One month after the onset of symptoms, during the second ophthalmology evaluation, the visual acuity of the right eye was 20/200 and of the left eye, 20/30, with biomicroscopy of the right eye that showed grade 2 vitreous hemorrhages and subhyaloid hemorrhage with temporary exsanguinated vessels in the inferior nasal quadrant in the periphery, pale colored macula with exsanguinated vessel in the inferior temporal arch, and difficult detail of the papilla. The subhyaloid hemorrhage also presented with temporary intraretinal hemorrhages, so a possible infectious etiology was considered; management was initiated with Aciclovir at the doses described above.

In October 2017, an ocular ultrasound showed severe low and medium reflectivity vitreous opacities with denser membrane formation in the lower quadrants, posterior vitreous detachment with inferior traction and severe subhyaloid opacities; the head of the optic nerve had normal appearance, so a picture compatible with severe vitritis, mixed opacities suggestive of bleeding areas, and inferior traction of the retina was considered.

Because of the reported changes, the patient was taken to subsequent vitrectomy with endolaser plus air for diagnostic purposes in order to take samples for PCR (polymerase chain reaction), cytomegalovirus (CMV), herpesvirus and EBV processing, by means of the LightMix technique using primers for EBV and specific probes. 10 copies of the amplified gene were obtained, being positive from cycle 31.4, which led to consider the sample as positive for EBV. No intravitreal treatment was provided. The remaining results are shown in Table 1.

Table 1 Vitreous humor tests using the PCR technique.

PCR: polymerase chain reaction; EBV: Epstein-Barr virus; CMV: cytomegalovirus.

Source: Own elaboration.

In November 2017, different tests were carried out to rule out immunodeficiency disorders or other concomitant conditions that explained the symptomatology, but they were negative (Table 2).

Table 2 Blood tests.

CMV: cytomegalovirus; HIV: human immunodeficiency virus.

Source: Own elaboration.

Also in November 2017, fluorescein angiography of both eyes was performed (Figure 1), which showed mild media opacity in the right eye, poorly defined optic disc, fibrovascular proliferation in the optic disc area and the lower area, adequate filling and transit of the dye through retinal vessels since the beginning, with hyperfluorescence observed in the optic disc that increased as the angiographic transit progressed.

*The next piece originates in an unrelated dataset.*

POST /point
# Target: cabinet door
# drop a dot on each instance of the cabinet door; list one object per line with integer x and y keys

Given the findings, a treated viral vasculitis was considered with secondary viral neovascularization and persistence of proliferative activity with suspicion of diffuse macular edema, the latter according to the reading of the retina specialist.

Source: Document obtained during the study.

Figure 1 Findings of fluorescein angiography in the right eye. → Fibrovascular proliferation in the area of the optical disc and in the lower area.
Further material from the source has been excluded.